There’s a reason Tony Neyer ALWAYS wears a helmet now. After a crazy head injury that could have killed him, he’s back on the bike and still crushing it. The video above was filmed before and after the crash and you can tell because he’s rocking a helmet in the clips after the accident. Learn from Tony… You won’t regret it.
When it comes to the mental aspect of riding, you’re getting tougher as well. If you don’t think so, think about some of the things you do on your bike now that probably scared you at first or seemed impossible. Many of you probably remember the first time you dropped in on a quarter pipe and remember looking down and thinking that you were going to go down hard, but once you did it a few times it became less and less scary and it ultimately becomes as easy as pedaling on flat ground. BMX also teaches you patience, persistence and perseverance. Ask any rider to name a trick they spent HOURS trying to figure out, followed by hours to get it dialed in so that they could do it consistently. I’ll tell you, I’ve spent countless hours and had thousands of attempts at tailwhips, and I’ve only landed a few (Serious love / hate relationship with that trick). It seems impossible, but you develop a drive that pushes you to figure out how to do something no matter how much work it takes to do it. There’s a reason people celebrate when they pull something off they didn’t think they could do or something that just scared them. I think that mental toughness translates into the real world because it also builds confidence in the rider and it tends to make things seem less scary or impossible. Plus, after all those crashes and seeing a good amount of blood, your minds pain receptors tend to stop working as well, haha.
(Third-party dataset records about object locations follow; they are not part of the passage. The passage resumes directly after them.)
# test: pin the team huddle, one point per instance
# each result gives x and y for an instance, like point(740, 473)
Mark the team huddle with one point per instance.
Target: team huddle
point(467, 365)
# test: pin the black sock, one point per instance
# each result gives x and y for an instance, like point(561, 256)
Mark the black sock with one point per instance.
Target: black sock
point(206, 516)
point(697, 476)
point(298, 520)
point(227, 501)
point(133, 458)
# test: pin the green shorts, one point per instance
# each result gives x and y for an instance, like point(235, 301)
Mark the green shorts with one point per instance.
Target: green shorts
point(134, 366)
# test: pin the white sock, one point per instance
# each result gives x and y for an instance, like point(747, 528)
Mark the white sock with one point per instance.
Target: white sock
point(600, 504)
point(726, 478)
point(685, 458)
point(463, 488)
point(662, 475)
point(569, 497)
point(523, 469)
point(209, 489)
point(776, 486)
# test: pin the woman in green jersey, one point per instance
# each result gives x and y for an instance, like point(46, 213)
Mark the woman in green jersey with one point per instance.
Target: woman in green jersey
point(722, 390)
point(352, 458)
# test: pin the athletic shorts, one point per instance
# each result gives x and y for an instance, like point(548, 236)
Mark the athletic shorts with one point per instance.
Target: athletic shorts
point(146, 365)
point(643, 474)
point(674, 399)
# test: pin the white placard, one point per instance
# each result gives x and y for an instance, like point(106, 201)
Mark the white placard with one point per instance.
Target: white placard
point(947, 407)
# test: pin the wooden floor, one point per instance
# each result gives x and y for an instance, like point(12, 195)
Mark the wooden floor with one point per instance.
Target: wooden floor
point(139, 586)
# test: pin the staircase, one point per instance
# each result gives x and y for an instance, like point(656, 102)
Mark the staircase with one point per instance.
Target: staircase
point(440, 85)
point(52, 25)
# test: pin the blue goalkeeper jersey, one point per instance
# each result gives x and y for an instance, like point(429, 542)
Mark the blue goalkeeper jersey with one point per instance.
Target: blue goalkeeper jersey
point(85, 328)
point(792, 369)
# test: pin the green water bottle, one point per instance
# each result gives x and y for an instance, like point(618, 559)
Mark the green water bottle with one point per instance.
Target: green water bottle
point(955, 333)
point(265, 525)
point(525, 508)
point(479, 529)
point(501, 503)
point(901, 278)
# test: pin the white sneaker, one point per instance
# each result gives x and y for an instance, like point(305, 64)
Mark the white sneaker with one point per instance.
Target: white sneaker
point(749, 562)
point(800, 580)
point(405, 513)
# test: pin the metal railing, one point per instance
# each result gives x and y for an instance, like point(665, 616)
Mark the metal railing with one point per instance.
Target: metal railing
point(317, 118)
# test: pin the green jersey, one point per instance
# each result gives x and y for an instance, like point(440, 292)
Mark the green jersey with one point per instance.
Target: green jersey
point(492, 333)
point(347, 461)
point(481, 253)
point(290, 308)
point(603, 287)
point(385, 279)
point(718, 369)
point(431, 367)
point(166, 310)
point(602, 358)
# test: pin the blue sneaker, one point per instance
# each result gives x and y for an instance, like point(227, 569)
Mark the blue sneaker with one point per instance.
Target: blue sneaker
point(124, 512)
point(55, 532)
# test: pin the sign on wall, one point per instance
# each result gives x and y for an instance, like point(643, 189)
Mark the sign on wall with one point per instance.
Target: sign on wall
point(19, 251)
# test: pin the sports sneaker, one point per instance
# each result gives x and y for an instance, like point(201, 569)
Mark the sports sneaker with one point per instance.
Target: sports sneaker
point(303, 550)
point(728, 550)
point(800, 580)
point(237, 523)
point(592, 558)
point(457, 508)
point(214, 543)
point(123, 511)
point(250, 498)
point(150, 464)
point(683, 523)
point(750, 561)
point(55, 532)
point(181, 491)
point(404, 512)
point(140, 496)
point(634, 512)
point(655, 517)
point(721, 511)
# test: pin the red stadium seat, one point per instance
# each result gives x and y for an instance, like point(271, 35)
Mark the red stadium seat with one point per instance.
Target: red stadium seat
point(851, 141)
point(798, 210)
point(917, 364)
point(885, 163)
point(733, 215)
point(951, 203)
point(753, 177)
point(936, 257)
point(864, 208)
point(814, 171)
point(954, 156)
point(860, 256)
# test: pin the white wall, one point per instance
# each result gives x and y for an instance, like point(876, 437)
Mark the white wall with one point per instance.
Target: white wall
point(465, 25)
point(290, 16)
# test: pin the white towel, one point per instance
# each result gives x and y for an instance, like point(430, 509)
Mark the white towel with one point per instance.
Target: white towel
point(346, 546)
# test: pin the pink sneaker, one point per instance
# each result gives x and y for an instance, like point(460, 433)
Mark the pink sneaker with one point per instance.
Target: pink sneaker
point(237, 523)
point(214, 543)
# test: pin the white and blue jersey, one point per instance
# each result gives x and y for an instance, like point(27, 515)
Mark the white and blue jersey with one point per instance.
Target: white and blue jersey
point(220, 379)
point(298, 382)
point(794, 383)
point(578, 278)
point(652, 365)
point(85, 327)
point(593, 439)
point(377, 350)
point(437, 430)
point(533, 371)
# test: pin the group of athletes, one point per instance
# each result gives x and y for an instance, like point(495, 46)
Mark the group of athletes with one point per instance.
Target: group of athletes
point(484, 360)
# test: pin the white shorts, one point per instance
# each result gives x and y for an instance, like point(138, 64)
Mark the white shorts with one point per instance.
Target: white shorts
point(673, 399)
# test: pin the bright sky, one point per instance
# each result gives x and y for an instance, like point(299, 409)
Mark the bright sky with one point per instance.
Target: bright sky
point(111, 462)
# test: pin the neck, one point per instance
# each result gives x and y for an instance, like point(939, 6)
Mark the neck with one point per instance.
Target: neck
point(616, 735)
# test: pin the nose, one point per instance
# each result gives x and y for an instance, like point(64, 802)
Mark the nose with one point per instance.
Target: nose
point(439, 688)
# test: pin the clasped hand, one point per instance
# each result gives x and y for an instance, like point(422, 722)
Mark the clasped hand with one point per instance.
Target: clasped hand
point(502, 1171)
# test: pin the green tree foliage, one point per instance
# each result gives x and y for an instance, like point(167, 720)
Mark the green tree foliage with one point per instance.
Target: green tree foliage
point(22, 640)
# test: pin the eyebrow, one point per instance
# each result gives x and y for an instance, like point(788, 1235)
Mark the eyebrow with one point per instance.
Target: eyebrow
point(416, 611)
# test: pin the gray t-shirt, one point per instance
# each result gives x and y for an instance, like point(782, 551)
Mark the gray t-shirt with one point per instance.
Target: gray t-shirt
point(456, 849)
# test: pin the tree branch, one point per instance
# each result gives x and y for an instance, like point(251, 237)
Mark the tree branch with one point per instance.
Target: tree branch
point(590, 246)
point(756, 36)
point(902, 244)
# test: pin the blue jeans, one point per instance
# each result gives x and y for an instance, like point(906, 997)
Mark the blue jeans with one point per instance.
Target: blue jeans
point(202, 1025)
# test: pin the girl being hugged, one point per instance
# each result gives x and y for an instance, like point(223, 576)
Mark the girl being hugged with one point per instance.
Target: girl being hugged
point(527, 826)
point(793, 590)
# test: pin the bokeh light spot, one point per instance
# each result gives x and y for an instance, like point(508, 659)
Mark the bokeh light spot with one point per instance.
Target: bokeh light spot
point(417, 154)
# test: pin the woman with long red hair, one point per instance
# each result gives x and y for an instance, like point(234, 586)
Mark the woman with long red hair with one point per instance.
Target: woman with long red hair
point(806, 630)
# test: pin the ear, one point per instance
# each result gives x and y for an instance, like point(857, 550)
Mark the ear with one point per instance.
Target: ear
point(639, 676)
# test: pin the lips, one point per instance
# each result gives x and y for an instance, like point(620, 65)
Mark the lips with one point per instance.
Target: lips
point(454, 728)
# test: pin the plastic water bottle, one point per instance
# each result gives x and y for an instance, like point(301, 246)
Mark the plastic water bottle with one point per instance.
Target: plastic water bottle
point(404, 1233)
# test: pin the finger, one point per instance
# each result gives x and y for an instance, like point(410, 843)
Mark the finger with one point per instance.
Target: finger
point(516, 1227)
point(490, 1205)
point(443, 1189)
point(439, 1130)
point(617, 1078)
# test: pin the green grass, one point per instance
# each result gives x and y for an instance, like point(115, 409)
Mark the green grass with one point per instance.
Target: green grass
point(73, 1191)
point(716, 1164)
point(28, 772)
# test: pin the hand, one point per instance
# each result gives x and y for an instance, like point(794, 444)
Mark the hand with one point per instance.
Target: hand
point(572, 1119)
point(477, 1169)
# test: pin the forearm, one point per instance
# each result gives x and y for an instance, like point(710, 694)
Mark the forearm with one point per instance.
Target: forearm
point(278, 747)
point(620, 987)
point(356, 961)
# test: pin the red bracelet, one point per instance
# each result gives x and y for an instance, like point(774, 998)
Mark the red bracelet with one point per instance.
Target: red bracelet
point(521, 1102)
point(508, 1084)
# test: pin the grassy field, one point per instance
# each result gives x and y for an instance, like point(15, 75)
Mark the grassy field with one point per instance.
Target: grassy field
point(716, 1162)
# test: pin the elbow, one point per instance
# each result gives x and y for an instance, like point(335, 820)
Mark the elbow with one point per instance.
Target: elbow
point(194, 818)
Another mental aspect that I think Scotty Cranmer has shown in his recovery from his crash, is the drive to get back to health so you can continue to ride. Doctors told Scotty that he may never walk again, but he has proven that isn’t the case at all and he continues to blow people’s minds as he progresses. The biggest drive for him to keep pushing himself? To one day be able to get back on his bike and ride again. That there is some serious mental and physical toughness that is undeniable.
Today marks 6 months since the day of my accident. It has felt like an eternity but it also feels like yesterday that I was riding my bike. I am making progress every single day and I'm so grateful for that! Thank you all for the continued support through out my recovery! #BMX #standwithscotty #road2recovery
There’s no doubt that BMX makes you tough as nails, from a physical aspect to a mental one. There’s a lot that goes into riding BMX that people might not necessarily understand or known until they’ve given it a shot themselves and spent some time working at it to become a better BMX rider. All we do know is it takes a special breed of person to get back up after a nasty crash, shake it off and hop back on the bike to give it another go.